KKTC merkezli ''yolsuzluk ve rüşvet'' iddiaları: AK Parti ve MHP araştırma istemedi
30 Nisan 2025
Güncelleme: 30 Nisan 2025
TBMM Genel Kurulu'nda CHP'nin KKTC merkezli ''yolsuzluk ve rüşvet'' iddialarının araştırılması için verdiği öneri AK Parti ve MHP oylarıyla reddedildi.

Türkiye'deki siyasilerin ve bürokratların adının geçtiği KKTC'deki "yasa dışı faaliyetler" dün Türkiye Büyük Millet Meclisi'nin de gündemindeydi.
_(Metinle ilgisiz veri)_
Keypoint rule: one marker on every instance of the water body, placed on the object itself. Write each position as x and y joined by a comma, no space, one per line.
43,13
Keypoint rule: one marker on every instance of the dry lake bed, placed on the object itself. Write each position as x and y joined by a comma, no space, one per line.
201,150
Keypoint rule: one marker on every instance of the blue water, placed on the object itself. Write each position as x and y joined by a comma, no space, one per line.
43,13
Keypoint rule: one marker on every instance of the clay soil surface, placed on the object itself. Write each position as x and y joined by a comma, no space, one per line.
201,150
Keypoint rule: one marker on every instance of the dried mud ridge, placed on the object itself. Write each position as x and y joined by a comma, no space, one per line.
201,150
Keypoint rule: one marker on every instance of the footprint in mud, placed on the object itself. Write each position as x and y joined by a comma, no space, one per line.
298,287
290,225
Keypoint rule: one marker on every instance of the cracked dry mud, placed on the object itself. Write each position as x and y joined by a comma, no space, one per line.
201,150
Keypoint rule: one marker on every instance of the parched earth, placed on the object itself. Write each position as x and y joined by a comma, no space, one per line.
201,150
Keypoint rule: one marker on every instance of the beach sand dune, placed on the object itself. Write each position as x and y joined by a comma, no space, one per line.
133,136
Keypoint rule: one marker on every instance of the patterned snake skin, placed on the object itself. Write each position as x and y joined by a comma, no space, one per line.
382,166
Ana muhalefet Cumhuriyet Halk Partisi'nin (CHP) sunduğu "Kuzey Kıbrıs Türk Cumhuriyeti'nde yasa dışı faaliyetlerde bulunanlar ve bunların Türkiye Cumhuriyeti'nde üst siyasi kademelerde görev yapmakta olan kişilere karşı şantaj amaçlı kayıtları bulundurduğuna dair iddiaların araştırılması" başlıklı önerge, Adalet ve Kalkınma Partili (AK Parti) ve Milliyetçi Hareket Partili (MHP) milletvekillerinin oylarıyla reddedildi.
Oylama öncesi önerge ile ilgili milletvekilleri arasında tartışmalar yaşandı.
"KIBRIS BUGÜN SİZİN SAYENİZDE KUMAR, FUHUŞ, YASA DIŞI BAHİS, İNSAN KAÇAKÇILIĞI, SİLAH KAÇAKÇILIĞI VE KARA PARA AKLAMA MERKEZİNE DÖNÜŞMÜŞ DURUMDA"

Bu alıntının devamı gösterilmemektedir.